Trading platform eToro has recently announced that it has secured $250 million in funding at a valuation of $3.5 billion.
It is the first time the Israel-based firm has raised capital since 2018, after it failed to go public through a special purpose acquisition company (SPAC) merger last year.
The funding round included SoftBank Vision Fund 2, ION Group, Velvet Sea Ventures, and some existing investors.
According to eToro, the funding came from an Advance Investment Agreement (AIA) made earlier this year as part of its proposed SPAC transaction. The AIA is a legal agreement between a company and an investor under which the investor commits to investing in the company.
The investment will be carried forward two years after its signature and under specific requirements, such as not pursuing a SPAC transaction or raising additional capital. As both possibilities did not materialize, the AIA deal moved forward.
Last year, eToro and Fintech V announced a SPAC takeover, valuing the trading platform at $10 billion. However, the merger did not push through due to the downturn in cryptocurrency markets. As a result, last July, both companies announced the termination of the merger.
Despite this setback, eToro completed two acquisitions in 2022, including the buyout of options trading app Gatsby and the acquisition of social investing network Bullsheet.
According to eToro, commissions amounted to $631 million in 2022, down 49% from 2021 and up just 5% compared to 2020 when the company reached $605 million in revenue. Its SPAC filing projected revenue to reach $2.5 billion by 2025.
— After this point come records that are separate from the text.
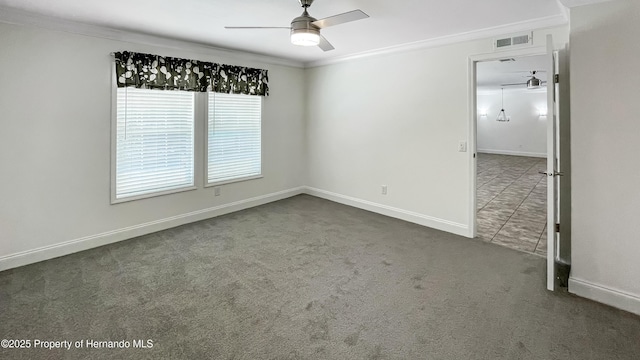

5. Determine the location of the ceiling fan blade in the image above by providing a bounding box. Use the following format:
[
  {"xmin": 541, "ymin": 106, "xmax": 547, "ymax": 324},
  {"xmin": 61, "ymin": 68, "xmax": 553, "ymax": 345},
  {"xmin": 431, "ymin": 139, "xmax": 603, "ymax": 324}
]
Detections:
[
  {"xmin": 224, "ymin": 26, "xmax": 291, "ymax": 30},
  {"xmin": 312, "ymin": 10, "xmax": 369, "ymax": 29},
  {"xmin": 318, "ymin": 35, "xmax": 335, "ymax": 51}
]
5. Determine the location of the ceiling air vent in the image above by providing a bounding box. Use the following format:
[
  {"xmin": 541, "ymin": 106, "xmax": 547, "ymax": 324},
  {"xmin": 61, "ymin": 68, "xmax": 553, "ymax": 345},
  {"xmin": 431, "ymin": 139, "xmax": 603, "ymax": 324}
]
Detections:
[{"xmin": 493, "ymin": 33, "xmax": 533, "ymax": 50}]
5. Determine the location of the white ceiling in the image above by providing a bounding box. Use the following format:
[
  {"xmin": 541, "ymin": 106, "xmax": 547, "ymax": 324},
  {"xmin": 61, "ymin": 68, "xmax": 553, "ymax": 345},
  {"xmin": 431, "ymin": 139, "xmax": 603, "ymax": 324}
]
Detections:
[
  {"xmin": 476, "ymin": 55, "xmax": 547, "ymax": 90},
  {"xmin": 0, "ymin": 0, "xmax": 566, "ymax": 63}
]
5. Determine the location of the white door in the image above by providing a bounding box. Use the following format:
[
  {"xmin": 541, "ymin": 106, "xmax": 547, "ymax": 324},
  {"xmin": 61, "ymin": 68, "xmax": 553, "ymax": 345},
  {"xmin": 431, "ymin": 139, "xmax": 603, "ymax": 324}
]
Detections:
[{"xmin": 546, "ymin": 35, "xmax": 558, "ymax": 291}]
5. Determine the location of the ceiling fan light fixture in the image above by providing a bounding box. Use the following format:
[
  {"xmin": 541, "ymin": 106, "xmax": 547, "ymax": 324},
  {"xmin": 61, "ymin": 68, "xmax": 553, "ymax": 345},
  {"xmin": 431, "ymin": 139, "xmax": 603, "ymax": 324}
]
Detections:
[
  {"xmin": 527, "ymin": 76, "xmax": 542, "ymax": 89},
  {"xmin": 291, "ymin": 28, "xmax": 320, "ymax": 46},
  {"xmin": 496, "ymin": 88, "xmax": 510, "ymax": 122}
]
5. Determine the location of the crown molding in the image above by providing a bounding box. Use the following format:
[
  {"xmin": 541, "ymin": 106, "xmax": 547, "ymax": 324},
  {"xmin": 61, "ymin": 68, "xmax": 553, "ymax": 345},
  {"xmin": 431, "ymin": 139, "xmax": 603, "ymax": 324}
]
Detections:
[
  {"xmin": 0, "ymin": 6, "xmax": 304, "ymax": 68},
  {"xmin": 558, "ymin": 0, "xmax": 612, "ymax": 8},
  {"xmin": 304, "ymin": 14, "xmax": 568, "ymax": 68},
  {"xmin": 476, "ymin": 86, "xmax": 547, "ymax": 95}
]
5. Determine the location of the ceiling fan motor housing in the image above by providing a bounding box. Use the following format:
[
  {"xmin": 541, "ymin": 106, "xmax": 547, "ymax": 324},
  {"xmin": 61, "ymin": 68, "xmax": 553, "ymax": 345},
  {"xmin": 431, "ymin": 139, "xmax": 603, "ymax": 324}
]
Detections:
[
  {"xmin": 299, "ymin": 0, "xmax": 313, "ymax": 8},
  {"xmin": 291, "ymin": 7, "xmax": 320, "ymax": 46},
  {"xmin": 527, "ymin": 76, "xmax": 542, "ymax": 89}
]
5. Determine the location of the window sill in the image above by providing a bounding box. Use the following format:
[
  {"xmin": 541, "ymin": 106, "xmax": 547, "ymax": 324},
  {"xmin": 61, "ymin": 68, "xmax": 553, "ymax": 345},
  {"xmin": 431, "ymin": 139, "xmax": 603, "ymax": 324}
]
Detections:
[
  {"xmin": 111, "ymin": 186, "xmax": 198, "ymax": 205},
  {"xmin": 204, "ymin": 174, "xmax": 264, "ymax": 188}
]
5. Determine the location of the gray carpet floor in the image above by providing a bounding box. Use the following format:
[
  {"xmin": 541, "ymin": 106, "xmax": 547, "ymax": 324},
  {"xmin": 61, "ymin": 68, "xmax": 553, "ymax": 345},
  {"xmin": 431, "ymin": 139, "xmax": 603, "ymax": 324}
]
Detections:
[{"xmin": 0, "ymin": 195, "xmax": 640, "ymax": 360}]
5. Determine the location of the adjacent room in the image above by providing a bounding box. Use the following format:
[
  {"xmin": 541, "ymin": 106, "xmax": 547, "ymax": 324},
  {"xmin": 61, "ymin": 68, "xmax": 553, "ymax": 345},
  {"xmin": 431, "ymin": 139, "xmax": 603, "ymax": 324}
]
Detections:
[
  {"xmin": 476, "ymin": 55, "xmax": 547, "ymax": 256},
  {"xmin": 0, "ymin": 0, "xmax": 640, "ymax": 360}
]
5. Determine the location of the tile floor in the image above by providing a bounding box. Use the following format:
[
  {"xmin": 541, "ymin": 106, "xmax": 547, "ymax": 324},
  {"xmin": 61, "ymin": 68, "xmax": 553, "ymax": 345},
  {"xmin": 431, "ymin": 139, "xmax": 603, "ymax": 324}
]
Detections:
[{"xmin": 477, "ymin": 153, "xmax": 547, "ymax": 256}]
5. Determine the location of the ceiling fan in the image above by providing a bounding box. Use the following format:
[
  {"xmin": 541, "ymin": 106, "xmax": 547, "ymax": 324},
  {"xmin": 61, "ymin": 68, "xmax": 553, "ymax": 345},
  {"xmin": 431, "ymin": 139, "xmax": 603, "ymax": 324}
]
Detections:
[
  {"xmin": 501, "ymin": 70, "xmax": 547, "ymax": 89},
  {"xmin": 225, "ymin": 0, "xmax": 369, "ymax": 51}
]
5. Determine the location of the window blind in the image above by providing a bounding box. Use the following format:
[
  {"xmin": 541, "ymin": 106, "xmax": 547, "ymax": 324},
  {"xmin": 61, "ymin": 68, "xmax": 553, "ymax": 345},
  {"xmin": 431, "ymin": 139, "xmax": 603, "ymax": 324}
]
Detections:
[
  {"xmin": 207, "ymin": 92, "xmax": 262, "ymax": 184},
  {"xmin": 115, "ymin": 87, "xmax": 195, "ymax": 199}
]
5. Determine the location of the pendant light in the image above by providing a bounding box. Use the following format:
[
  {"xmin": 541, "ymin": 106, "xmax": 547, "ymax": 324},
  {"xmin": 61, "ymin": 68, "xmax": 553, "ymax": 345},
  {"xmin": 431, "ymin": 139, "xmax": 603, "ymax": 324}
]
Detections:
[{"xmin": 496, "ymin": 88, "xmax": 509, "ymax": 122}]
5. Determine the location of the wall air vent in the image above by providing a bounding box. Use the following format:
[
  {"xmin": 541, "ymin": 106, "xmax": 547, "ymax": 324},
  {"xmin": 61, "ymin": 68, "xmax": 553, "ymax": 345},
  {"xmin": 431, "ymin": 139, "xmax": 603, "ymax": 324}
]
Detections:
[{"xmin": 493, "ymin": 33, "xmax": 533, "ymax": 50}]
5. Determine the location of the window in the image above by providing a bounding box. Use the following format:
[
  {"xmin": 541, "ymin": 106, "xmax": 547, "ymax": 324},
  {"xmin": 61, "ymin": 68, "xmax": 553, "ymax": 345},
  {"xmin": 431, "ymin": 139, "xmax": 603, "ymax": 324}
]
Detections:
[
  {"xmin": 112, "ymin": 87, "xmax": 195, "ymax": 202},
  {"xmin": 206, "ymin": 92, "xmax": 262, "ymax": 185}
]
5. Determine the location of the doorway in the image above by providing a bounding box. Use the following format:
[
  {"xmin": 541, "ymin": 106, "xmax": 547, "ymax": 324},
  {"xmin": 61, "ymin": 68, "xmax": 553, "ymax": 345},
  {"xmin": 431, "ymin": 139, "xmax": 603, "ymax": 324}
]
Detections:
[{"xmin": 475, "ymin": 55, "xmax": 547, "ymax": 257}]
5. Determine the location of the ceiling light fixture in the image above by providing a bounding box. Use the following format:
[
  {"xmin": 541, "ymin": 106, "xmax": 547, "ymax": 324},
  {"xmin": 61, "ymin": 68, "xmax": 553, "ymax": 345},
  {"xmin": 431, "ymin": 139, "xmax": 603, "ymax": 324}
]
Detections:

“We’ve seen a positive start to the year with markets reacting favorably to ‘less bad’ news and retail trading hitting an all-time high,” eToro founder and CEO Yoni Assia said in a statement. “Year to date, we have seen an improvement in total commissions and profitability compared with the previous quarter with higher engagement and trading activity from our users.”
In summary, eToro has secured $250 million in funding, marking its first successful capital raise since 2018. Despite failing to go public through a SPAC merger in 2022, the company has secured the funding through an Advance Investment Agreement with a group of investors.